Perdón sin olvido
Legislar sobre la historia y judicializarla limita la libertad de expresión, y puede dificultar la convivencia interna y externa. No sólo porque la verdad jurídica no tiene por qué coincidir con la verdad histórica, sino porque puede llevar a situaciones absurdas. El Holocausto judío existió. Y antes que él, en 1915, el genocidio armenio. Pero prohibir negar este último (como pretende la Asamblea Nacional francesa) o prohibir afirmarlo (como hace el artículo 301 del Código Penal turco, modernizado, que previene contra todo "atentado contra la identidad turca") cercena la libertad de expresión, de opinión o de cátedra en nombre de esos valores que se dice defender.

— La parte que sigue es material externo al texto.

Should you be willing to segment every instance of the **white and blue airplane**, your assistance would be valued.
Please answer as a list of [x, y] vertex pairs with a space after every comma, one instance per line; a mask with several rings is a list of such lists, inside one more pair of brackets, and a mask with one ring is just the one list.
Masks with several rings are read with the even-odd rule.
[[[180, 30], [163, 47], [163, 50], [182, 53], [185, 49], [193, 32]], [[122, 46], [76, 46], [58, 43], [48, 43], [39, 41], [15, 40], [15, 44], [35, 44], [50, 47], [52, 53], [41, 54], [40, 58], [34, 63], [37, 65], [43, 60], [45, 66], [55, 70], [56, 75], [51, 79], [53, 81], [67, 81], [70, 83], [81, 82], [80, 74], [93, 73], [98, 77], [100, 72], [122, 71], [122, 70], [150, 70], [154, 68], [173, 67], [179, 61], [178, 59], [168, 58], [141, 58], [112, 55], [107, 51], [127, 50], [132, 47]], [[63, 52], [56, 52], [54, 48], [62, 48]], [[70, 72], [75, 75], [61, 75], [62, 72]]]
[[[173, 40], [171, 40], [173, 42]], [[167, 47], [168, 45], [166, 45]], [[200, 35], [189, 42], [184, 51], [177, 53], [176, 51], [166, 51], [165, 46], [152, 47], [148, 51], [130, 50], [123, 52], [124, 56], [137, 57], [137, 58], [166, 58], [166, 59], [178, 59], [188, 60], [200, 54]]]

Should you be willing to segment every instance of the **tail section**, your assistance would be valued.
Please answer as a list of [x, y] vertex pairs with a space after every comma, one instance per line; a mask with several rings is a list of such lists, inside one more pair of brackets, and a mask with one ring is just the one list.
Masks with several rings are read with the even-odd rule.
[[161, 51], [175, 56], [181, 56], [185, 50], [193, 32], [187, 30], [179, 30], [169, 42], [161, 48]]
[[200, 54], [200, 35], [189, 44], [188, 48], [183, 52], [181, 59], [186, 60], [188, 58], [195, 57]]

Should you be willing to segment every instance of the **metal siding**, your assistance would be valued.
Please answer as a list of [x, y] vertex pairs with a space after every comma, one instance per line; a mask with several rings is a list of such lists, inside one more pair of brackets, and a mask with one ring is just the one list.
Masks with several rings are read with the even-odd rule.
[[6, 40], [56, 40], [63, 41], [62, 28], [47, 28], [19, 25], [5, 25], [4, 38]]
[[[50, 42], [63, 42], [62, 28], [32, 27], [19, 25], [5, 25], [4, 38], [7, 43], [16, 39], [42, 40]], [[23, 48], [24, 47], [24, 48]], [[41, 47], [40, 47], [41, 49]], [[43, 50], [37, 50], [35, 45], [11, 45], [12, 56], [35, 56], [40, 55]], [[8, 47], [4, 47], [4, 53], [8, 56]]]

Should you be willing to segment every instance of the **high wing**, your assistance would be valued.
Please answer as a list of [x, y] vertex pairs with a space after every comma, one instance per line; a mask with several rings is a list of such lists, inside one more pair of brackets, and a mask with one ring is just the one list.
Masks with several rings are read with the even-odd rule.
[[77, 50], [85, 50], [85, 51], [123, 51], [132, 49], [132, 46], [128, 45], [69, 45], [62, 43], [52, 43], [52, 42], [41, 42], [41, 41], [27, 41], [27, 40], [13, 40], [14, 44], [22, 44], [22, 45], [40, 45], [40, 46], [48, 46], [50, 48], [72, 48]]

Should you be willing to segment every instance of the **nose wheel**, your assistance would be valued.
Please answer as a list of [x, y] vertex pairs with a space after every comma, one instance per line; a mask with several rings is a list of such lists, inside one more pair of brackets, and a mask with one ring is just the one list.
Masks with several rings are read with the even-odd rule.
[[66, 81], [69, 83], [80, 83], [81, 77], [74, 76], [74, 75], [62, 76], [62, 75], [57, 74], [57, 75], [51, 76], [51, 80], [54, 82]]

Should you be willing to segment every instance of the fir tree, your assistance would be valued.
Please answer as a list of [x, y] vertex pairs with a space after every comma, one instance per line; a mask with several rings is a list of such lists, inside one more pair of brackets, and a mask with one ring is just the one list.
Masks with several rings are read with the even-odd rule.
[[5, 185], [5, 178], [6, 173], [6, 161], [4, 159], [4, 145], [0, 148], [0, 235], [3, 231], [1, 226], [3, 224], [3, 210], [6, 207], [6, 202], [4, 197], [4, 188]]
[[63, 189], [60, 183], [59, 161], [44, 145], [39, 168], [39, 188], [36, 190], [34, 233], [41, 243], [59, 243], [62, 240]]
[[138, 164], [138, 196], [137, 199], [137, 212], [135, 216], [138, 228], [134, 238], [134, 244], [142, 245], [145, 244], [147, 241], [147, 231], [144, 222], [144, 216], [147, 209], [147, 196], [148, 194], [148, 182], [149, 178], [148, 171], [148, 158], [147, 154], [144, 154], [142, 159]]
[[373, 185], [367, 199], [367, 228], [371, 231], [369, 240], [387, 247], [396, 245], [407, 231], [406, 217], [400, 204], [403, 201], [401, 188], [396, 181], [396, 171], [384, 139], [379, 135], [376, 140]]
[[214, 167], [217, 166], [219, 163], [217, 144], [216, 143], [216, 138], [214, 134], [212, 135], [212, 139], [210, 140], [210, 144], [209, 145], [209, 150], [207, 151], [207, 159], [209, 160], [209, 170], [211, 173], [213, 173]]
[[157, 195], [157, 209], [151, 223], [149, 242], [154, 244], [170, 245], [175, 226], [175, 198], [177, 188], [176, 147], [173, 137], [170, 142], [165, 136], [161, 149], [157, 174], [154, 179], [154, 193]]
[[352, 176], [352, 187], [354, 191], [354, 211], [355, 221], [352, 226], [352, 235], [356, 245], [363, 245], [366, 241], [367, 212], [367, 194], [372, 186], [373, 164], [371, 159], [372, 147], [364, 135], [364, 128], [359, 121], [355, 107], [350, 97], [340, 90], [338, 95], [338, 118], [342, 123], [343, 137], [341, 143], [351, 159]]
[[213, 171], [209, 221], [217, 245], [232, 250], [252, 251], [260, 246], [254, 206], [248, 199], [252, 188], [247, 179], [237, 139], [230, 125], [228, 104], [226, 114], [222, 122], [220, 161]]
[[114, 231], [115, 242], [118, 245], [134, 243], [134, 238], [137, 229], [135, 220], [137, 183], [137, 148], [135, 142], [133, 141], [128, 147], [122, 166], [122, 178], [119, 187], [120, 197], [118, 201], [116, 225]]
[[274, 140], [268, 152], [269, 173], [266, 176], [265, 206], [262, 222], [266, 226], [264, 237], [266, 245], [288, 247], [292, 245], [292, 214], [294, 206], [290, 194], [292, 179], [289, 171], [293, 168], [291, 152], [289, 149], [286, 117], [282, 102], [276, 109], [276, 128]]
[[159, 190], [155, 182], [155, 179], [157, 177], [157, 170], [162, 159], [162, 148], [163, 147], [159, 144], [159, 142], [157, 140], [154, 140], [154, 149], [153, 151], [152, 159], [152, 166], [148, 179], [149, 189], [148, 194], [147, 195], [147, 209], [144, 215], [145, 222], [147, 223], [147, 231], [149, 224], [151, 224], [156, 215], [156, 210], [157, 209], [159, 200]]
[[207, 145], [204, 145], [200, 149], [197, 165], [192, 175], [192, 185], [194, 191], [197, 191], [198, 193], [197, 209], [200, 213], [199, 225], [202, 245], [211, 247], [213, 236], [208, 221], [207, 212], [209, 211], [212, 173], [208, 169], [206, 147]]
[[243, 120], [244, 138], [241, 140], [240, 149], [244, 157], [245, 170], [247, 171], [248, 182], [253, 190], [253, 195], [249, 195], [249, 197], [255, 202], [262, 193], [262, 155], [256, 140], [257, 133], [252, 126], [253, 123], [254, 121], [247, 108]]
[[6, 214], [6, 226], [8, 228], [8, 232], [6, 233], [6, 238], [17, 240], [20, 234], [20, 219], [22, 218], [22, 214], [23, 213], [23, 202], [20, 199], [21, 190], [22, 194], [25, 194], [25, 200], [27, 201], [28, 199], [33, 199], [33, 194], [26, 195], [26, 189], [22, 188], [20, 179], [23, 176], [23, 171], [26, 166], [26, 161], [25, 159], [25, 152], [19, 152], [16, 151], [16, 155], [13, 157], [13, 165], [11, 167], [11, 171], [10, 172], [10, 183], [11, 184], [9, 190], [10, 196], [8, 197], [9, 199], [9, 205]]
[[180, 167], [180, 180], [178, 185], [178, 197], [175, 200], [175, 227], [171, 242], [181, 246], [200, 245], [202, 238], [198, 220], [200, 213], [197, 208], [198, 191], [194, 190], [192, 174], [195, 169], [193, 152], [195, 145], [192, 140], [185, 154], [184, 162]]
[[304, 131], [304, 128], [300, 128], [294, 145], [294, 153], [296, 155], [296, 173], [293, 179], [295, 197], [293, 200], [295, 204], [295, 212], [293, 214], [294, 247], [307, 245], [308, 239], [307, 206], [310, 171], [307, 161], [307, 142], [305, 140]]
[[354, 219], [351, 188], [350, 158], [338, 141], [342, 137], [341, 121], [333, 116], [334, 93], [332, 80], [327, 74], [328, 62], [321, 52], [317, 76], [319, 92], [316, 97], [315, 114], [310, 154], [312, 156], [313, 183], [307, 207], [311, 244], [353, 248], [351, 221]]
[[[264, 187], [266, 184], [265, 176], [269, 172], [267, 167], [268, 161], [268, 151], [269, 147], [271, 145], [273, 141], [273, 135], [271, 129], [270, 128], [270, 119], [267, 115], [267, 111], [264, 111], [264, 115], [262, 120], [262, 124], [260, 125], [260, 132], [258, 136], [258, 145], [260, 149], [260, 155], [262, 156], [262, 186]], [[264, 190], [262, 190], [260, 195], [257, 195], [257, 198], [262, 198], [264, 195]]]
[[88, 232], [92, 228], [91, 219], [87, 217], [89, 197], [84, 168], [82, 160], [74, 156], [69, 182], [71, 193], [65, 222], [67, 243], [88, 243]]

Bernard Lewis, el conservador islamólogo americano, ya fue condenado en Francia en 1993 a una multa de un franco por negar el genocidio armenio. El Estado turco intentó juzgar al hoy Nobel Orhan Pamuk por afirmarlo. El escritor y mal historiador David Irving fue condenado en Austria hace unos meses a tres años de cárcel por haber puesto en duda el Holocausto judío, y sigue purgando su pena. En Europa hay 10 países (Alemania, Austria, Bélgica, Eslovaquia, Francia, Lituania, Polonia, Rumania, República Checa y Suiza), además de Israel, que tienen leyes que prohíben negar la existencia del Holocausto.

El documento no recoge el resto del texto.